Charging the Superconformal Index

TL;DR

The paper introduces a charged refinement of the four-dimensional superconformal index by inserting the charge conjugation operator $C$, defining a charged character $K_C$ whose trace on real $SU(N)$ representations maps to ordinary characters of $SO(N+1)$ (for even $N$) or $SP(N-1)$ (for odd $N$). This leads to a matrix integral for the charged index $\,\mathcal{I}_C$ over $G(N)$, replacing $SU(N)$ characters with traces involving $K_C$ and determinants evaluated in the adjoint representation; a simple conjecture equates $\,\mathrm{Tr}_{\mathbf{d}} K_C$ with the corresponding $G(N)$ characters via a one-to-one map of Dynkin labels. The authors perform nontrivial checks: exact tests for small $N$ up to $N=7$ confirm the charged-character relation and determinant structure, while a large-$N$ saddle-point analysis yields a planar expression for $\,\mathcal{I}_C$ that matches the Polya-counted planar charged index and reduces to the known single-letter planar result in the simple adjoint-scalar limit.

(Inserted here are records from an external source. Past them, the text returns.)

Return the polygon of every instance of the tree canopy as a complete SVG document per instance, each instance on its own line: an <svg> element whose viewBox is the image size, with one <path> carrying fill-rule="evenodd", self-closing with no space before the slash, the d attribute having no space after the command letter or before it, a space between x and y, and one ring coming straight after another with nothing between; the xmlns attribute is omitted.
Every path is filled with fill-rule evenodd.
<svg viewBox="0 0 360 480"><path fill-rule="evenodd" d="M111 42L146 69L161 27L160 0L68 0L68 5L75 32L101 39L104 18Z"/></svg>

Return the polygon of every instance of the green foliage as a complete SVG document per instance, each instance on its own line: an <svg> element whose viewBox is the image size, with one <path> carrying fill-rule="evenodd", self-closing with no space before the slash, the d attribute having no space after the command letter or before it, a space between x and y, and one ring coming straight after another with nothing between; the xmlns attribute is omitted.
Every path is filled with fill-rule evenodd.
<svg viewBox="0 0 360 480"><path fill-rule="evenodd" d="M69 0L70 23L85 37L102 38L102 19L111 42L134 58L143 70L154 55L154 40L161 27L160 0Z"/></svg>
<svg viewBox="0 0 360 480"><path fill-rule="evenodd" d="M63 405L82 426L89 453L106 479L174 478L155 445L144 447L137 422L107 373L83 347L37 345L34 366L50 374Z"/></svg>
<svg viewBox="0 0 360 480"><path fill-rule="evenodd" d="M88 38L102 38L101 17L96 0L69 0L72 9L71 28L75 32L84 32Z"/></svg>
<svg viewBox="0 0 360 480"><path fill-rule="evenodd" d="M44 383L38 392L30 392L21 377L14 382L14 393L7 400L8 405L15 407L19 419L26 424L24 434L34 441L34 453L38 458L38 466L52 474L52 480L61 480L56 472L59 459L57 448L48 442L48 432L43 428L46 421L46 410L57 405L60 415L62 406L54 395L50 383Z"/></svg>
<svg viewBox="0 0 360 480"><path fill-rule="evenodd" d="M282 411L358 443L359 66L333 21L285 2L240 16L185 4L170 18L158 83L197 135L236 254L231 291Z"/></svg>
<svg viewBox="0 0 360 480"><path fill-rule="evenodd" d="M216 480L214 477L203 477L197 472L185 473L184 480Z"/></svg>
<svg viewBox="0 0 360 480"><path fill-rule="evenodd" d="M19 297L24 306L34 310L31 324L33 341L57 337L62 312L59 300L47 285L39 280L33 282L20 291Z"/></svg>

The work demonstrates that the charged index shares the large-$N$ independence property of the ordinary index and opens avenues for generalizations to other gauge groups and connections to $1/16$ BPS partitions in AdS/CFT. Overall, the paper provides a coherent framework to refine protected-state counts in holographic theories by incorporating discrete symmetries through charged characters and group-theoretic matrix integrals. $

Abstract

The superconformal index is an important invariant of superconformal field theories. In this note we refine the superconformal index by inserting the charge conjugation operator C. We construct a matrix integral for this charged index for N=4 SYM with SU(N) gauge group. The key ingredient for the construction is a "charged character," which reduces to Tr(C) for singlet representations of the gauge group. For each irreducible real SU(N) representation, we conjecture that this charged character is equal to the standard character for a corresponding representation of SO(N+1) or SP(N-1), for N even or odd respectively. The matrix integral for the charged index passes tests for small N and for N -> infinity. Like the ordinary superconformal index, for N=4 SYM the charged index is independent of N in the large-N limit.